I flinch. “So little faith.”

“You didn’t give me much to work with other than telling me to wait.”

“I just wanted to be ready when the waiting was over!” My voice echoes against the inn’s clapboards. “You think this is easy for me? To want something so much and still be afraid of it? Tolove this house, to maybe love you, and to know that both things could break me if I choose wrong?”

He rakes a hand through his hair, snow scattering, his knuckles white. “I thought we could figure it all out. That we could stop circling and finally meet in the middle. But this ...” He gestures helplessly between us. “—this feels like it won’t work.”

Something caves inside me. “Don’t say that.”

“What else am I supposed to say?” His voice is hoarse, almost breaking. “That I’ll stand here waiting for you to decide whether I’m enough, whether this place is enough? Our town, our fucking home? You said you wanted to stay, but even that comes with a contingency. Should I keep giving and giving until you finally put me—us—ahead of your doubts?”

“You told me there was time.” My throat burns. “And I never asked you to give me everything.”

“Yes, you did,” he whispers. “When you let me hold you and then pushed me away. When you kissed me and said wait.

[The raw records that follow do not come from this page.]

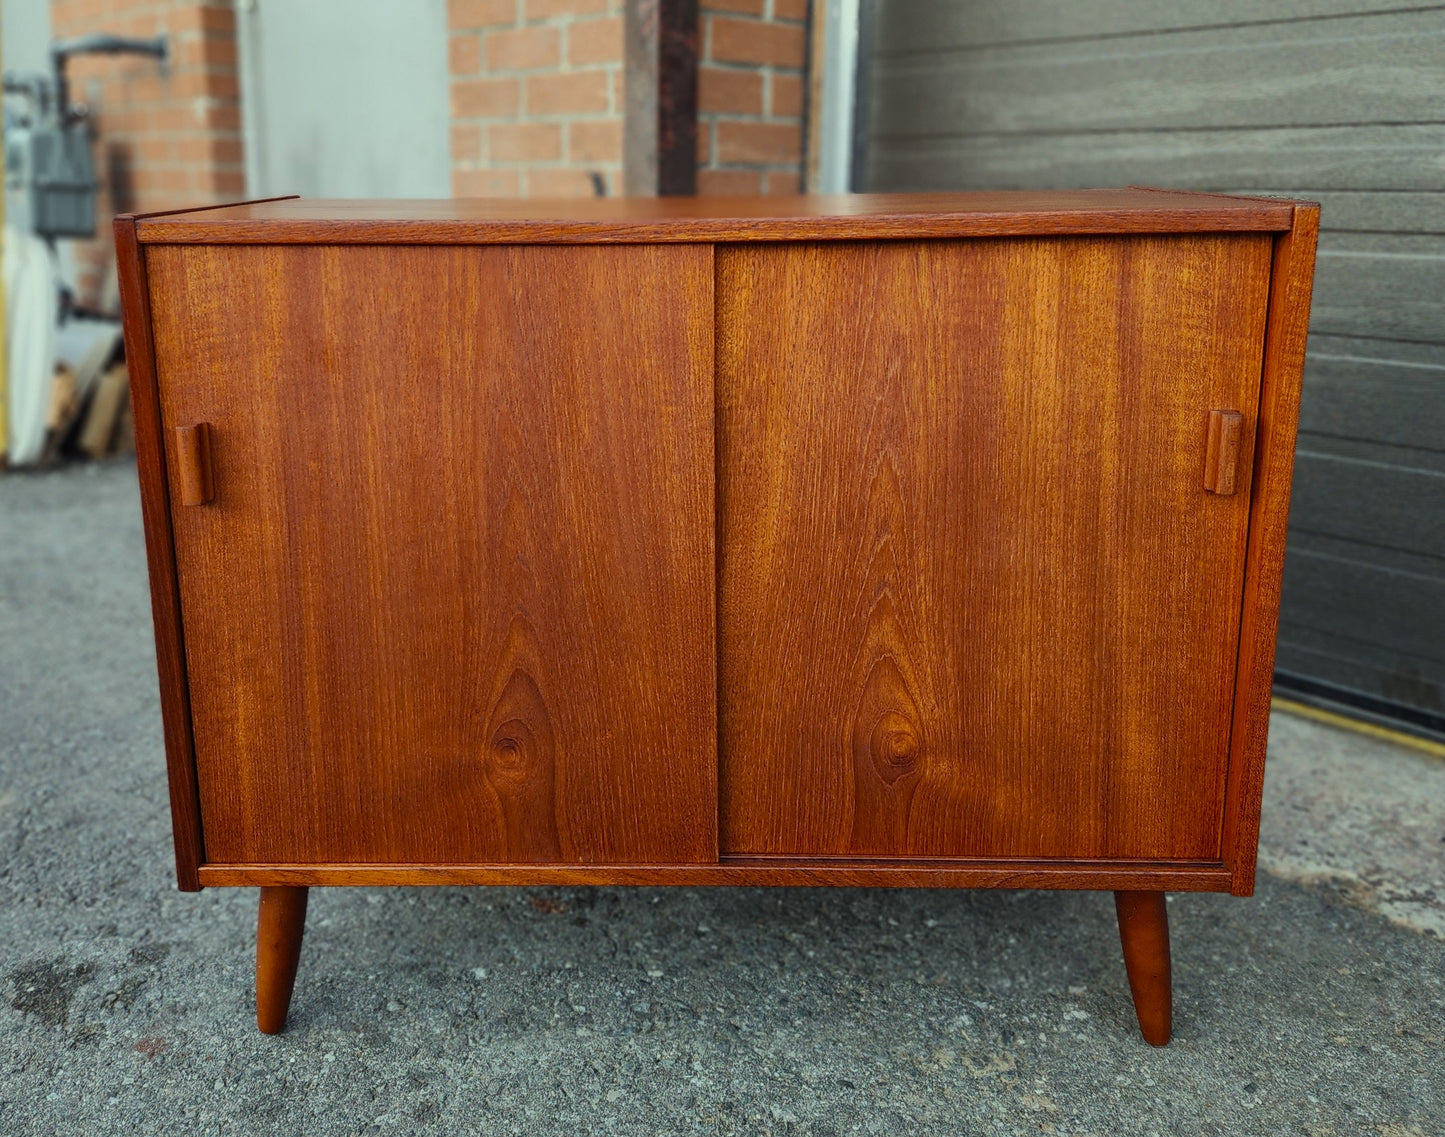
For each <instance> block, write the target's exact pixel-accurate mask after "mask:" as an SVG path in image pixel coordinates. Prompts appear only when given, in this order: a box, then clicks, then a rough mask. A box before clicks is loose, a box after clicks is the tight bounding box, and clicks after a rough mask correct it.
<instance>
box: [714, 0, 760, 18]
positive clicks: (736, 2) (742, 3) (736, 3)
mask: <svg viewBox="0 0 1445 1137" xmlns="http://www.w3.org/2000/svg"><path fill="white" fill-rule="evenodd" d="M763 7H764V3H763V0H702V3H701V4H698V9H701V12H704V13H705V12H743V13H746V14H749V16H762V14H763Z"/></svg>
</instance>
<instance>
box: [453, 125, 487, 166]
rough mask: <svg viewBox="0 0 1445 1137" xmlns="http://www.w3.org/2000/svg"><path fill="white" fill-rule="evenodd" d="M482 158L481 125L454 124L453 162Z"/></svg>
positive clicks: (474, 161)
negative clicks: (472, 125)
mask: <svg viewBox="0 0 1445 1137" xmlns="http://www.w3.org/2000/svg"><path fill="white" fill-rule="evenodd" d="M480 160H481V127H480V126H455V124H454V126H452V162H480Z"/></svg>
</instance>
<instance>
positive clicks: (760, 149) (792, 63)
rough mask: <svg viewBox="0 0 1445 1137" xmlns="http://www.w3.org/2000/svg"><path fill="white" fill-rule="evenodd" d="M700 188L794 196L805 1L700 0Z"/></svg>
mask: <svg viewBox="0 0 1445 1137" xmlns="http://www.w3.org/2000/svg"><path fill="white" fill-rule="evenodd" d="M699 9H701V10H699V25H701V26H699V29H698V32H699V40H701V42H699V45H698V56H699V58H698V192H699V194H796V192H798V189H799V185H801V182H802V162H803V84H805V81H806V77H805V69H806V61H808V0H702V3H701V4H699Z"/></svg>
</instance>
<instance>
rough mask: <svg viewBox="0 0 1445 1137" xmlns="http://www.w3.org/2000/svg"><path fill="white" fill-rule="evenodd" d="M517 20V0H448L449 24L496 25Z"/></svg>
mask: <svg viewBox="0 0 1445 1137" xmlns="http://www.w3.org/2000/svg"><path fill="white" fill-rule="evenodd" d="M516 22H517V0H447V26H448V27H451V29H452V30H454V32H455V30H461V29H464V27H496V26H499V25H510V23H516Z"/></svg>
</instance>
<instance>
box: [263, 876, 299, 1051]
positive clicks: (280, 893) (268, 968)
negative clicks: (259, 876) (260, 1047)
mask: <svg viewBox="0 0 1445 1137" xmlns="http://www.w3.org/2000/svg"><path fill="white" fill-rule="evenodd" d="M305 930H306V889H299V887H296V889H293V887H276V889H262V904H260V912H259V913H257V917H256V1026H259V1027H260V1029H262V1033H264V1034H279V1033H280V1030H282V1027H285V1026H286V1010H288V1008H289V1007H290V991H292V988H293V987H295V985H296V962H298V961H299V959H301V936H302V933H303V932H305Z"/></svg>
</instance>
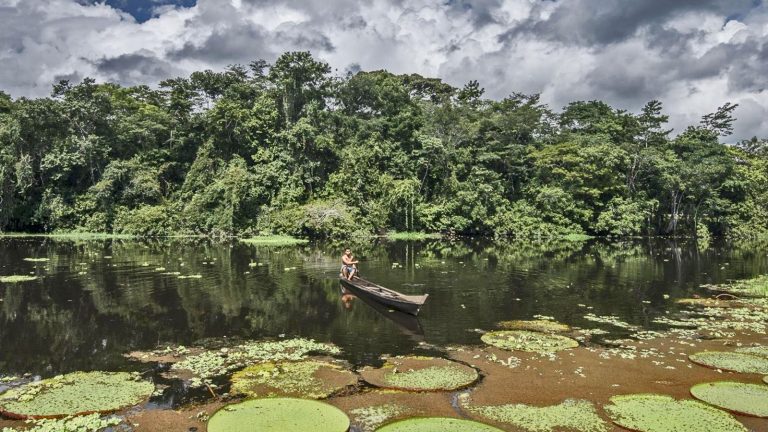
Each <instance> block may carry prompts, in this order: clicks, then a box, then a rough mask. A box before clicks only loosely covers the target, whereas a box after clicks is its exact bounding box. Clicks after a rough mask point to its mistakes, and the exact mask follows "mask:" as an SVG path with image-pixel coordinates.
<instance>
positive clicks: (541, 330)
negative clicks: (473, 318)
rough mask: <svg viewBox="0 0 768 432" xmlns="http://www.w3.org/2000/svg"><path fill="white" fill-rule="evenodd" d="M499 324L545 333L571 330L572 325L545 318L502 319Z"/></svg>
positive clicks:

When you let me believe.” He swallows, heavy, then, “Do what you need to do. Run again. Hide. God knows it’s what you do best.”

The wind moans through the trees. The shutters rattle behind us. A low groan pulses through the eaves, boards creaking in protest, the house bristling like it’s ready to splinter.

She’s angry with us.

And I can’t stand it anymore. The judgment, the noise. So, I do as I’m told; I turn and run—through the snow, up the porch steps, through the door that groans at my shove.

The house sighs around me, wooden bones shuddering, doors breathing open and shut. Its walls are closing in like it knows it’s losing both of us.

I take the stairs two at a time, vision blurred, my pulse ricocheting in my ears.

In my room, I collapse face-first onto the bed, wine-stained quilt catching my tears. Hemingway leaps up to join me, his warm body curling against my neck. His purr rattles steadily. I bury my face in his fur, sobbing until my chest aches and my throat goes raw.

It isn’t until hours later that I hear the front door close again.

Relief punches through me so hard it’s almost painful. I’d half convinced myself Wells would drive off into the dark, tires spitting snow, and refuse to return until I was gone.

That I’d lose him as surely as I lost her.

30

WELLS

After pacingthe kitchen for nearly an hour, I climb the narrow stairwell all the way to the third floor. My fist hovers at Elsie’s door, knuckles poised to knock, but something in the stillness stops me.

Through the thin wood, the boards creak as she shifts her weight. I picture her there, curled up on the quilt, eyes swollen from crying. It makes me sick. It makes me furious—with her, with myself, with the way we’ve gone and bloodied something that should have stayed soft.

I close my fist, press it to the frame. For a moment, I let myself imagine what it would be like if she opened the door. If she let me inside, let me hold her, let me explain the fury I can’t quite swallow.

But I can’t do it. Not tonight. My chest feels cracked wide, too raw, and if I step into that room now, I’ll either beg or break. She deserves steadier than that. The Wells Rourke who can shoulder her hurt without adding more.

So, I pinch my eyes shut, drag in a ragged breath, and step back. The house seems to sag with me, the stairs sighing under my weight as I descend.

She doesn’t let me off easy. Every board, every beam groans as I pass. A lamp in the parlor flickers when I cross into the front hall. The mantel ticks, loose nail singing in the draft. Even the chandelier gives a disapproving clink.

“I know,” I mutter. “You wanted me to go in there. You think I should’ve knocked.”

The house creaks above me, a whine that rattles the windowpanes.